The grid search meta-estimator runs an exhaustive search over all possible combinations of the hyperparameter values you pass to it. The number of cross validation folds you choose determines how many times it will train each model on a different subset of data in order to assess model quality.
The result of training the grid search meta-estimator will be the best model that it finds across all candidate models.
# create random forest classifier model
rf_model = RandomForestClassifier(random_state=1)
# set up grid search meta-estimator
clf = GridSearchCV(rf_model, model_params, cv=5)
# train the grid search meta-estimator to find the best model
model = clf.fit(X, y)
# print winning set of hyperparameters
from pprint import pprint
pprint(model.best_estimator_.get_params())
{'bootstrap': True,
'class_weight': None,
'criterion': 'gini',
'max_depth': None,
'max_features': 'sqrt',
'max_leaf_nodes': None,
'min_impurity_decrease': 0.0,
'min_impurity_split': None,
'min_samples_leaf': 1,
'min_samples_split': 2,
'min_weight_fraction_leaf': 0.0,
'n_estimators': 50,
'n_jobs': 1,
'oob_score': False,
'random_state': 1,
'verbose': 0,
'warm_start': False}
There are several hyperparameters that I chose not to tune in this example, but of the ones we did tune, the winning values of max_features
, n_estimators
, and min_samples_split
were ‘sqrt’, 50, and 2 respectively.
Generate Predictions Using the Best Model
Now that you have a tuned model, there’s no additional work needed to generate predictions from the best model that grid search found. Simply call .predict()

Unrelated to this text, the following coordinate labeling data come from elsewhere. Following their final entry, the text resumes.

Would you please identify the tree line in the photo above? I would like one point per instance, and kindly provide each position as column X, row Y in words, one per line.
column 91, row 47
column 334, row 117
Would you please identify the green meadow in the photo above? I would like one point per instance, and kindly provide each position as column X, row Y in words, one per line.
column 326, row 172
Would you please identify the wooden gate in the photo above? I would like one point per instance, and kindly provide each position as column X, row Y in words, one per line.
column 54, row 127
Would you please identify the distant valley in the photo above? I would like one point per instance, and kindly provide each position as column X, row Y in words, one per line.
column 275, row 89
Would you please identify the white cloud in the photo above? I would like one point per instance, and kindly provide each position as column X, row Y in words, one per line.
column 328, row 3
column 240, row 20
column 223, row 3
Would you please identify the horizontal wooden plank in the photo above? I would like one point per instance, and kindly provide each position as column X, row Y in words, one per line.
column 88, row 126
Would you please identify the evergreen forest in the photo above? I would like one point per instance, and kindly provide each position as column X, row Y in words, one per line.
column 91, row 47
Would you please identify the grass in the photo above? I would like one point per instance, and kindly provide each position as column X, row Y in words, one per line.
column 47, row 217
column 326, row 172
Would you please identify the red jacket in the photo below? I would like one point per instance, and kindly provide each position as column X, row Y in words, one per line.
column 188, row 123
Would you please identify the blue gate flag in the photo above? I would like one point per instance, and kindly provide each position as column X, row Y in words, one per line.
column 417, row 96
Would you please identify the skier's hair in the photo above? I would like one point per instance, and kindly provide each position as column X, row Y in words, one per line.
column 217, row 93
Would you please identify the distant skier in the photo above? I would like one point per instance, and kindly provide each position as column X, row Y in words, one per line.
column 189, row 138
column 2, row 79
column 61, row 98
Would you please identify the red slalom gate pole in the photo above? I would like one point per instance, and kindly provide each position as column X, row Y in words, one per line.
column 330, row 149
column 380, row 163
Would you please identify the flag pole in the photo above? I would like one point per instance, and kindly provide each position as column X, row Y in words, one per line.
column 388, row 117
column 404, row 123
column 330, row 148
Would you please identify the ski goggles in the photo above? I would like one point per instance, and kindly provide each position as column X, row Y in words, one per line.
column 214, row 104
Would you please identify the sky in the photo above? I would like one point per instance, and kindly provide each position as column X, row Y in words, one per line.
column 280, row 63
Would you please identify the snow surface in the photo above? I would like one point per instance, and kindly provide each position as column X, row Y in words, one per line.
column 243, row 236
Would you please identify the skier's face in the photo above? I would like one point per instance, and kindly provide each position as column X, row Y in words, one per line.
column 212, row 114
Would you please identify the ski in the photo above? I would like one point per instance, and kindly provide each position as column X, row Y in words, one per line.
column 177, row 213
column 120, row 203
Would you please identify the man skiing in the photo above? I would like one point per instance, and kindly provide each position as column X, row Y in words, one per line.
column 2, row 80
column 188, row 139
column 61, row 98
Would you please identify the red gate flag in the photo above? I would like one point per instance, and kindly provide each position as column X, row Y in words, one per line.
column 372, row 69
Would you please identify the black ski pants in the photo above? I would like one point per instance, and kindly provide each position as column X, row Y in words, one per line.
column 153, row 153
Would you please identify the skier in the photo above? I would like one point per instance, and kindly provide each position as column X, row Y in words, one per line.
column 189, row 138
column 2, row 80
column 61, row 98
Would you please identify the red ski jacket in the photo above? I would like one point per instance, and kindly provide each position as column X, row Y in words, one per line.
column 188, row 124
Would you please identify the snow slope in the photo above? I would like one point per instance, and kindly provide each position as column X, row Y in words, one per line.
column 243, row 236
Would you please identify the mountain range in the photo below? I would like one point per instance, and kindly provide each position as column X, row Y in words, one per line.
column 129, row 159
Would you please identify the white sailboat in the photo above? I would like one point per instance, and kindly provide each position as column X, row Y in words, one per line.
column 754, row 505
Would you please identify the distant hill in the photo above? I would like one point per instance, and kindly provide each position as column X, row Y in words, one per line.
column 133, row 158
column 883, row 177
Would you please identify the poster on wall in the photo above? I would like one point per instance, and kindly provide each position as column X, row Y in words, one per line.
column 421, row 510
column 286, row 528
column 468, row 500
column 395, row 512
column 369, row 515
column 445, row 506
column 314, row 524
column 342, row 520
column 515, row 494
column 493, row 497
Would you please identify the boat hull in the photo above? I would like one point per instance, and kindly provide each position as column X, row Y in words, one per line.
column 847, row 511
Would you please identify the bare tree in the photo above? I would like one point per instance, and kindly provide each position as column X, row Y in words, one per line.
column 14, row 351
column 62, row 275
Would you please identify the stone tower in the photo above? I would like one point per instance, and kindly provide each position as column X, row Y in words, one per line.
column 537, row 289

on the meta-estimator and you’re good to go.
# generate predictions using the best-performing model
predictions = model.predict(X)
print(predictions)
[0 0 0 0 0 0 0 0 0 0 0 0 0 0 0 0 0 0 0 0 0 0 0 0 0 0 0 0 0 0 0 0 0 0 0 0 0
0 0 0 0 0 0 0 0 0 0 0 0 0 1 1 1 1 1 1 1 1 1 1 1 1 1 1 1 1 1 1 1 1 1 1 1 1
1 1 1 1 1 1 1 1 1 1 1 1 1 1 1 1 1 1 1 1 1 1 1 1 1 1 2 2 2 2 2 2 2 2 2 2 2
2 2 2 2 2 2 2 2 2 2 2 2 2 2 2 2 2 2 2 2 2 2 2 2 2 2 2 2 2 2 2 2 2 2 2 2 2
2 2]
Closing Comments
Grid search is a useful algorithm for tuning model parameters and improving overall model quality. That said, you will usually get better results using random search. Grid search will only explore the hyperparameter values you tell it to use, while random search is able to draw hyperparameter values from continuous distributions, allowing it to sample the parameter space more fully and efficiently.
Grid search is also an epensive algorithm. You’ll want to choose your parameter values carefully. For each additional value you add to your grid search for one hyperparameter, the algorithm will train it against all other possible values of all the other parameters you’re tuning. Paired with 5-fold cross validation, it will do this five times. This can quickly spiral out of control into a model that never finishes training.
The last thing I’ll note is that it’s admittedly silly to tune parameters in this way on the Iris dataset. The purpose of this post is to show how to apply grid search in a way that generalizes to as many use cases as possible, and Iris is an easy-to-access dataset that’s fast to train on. Happy tuning!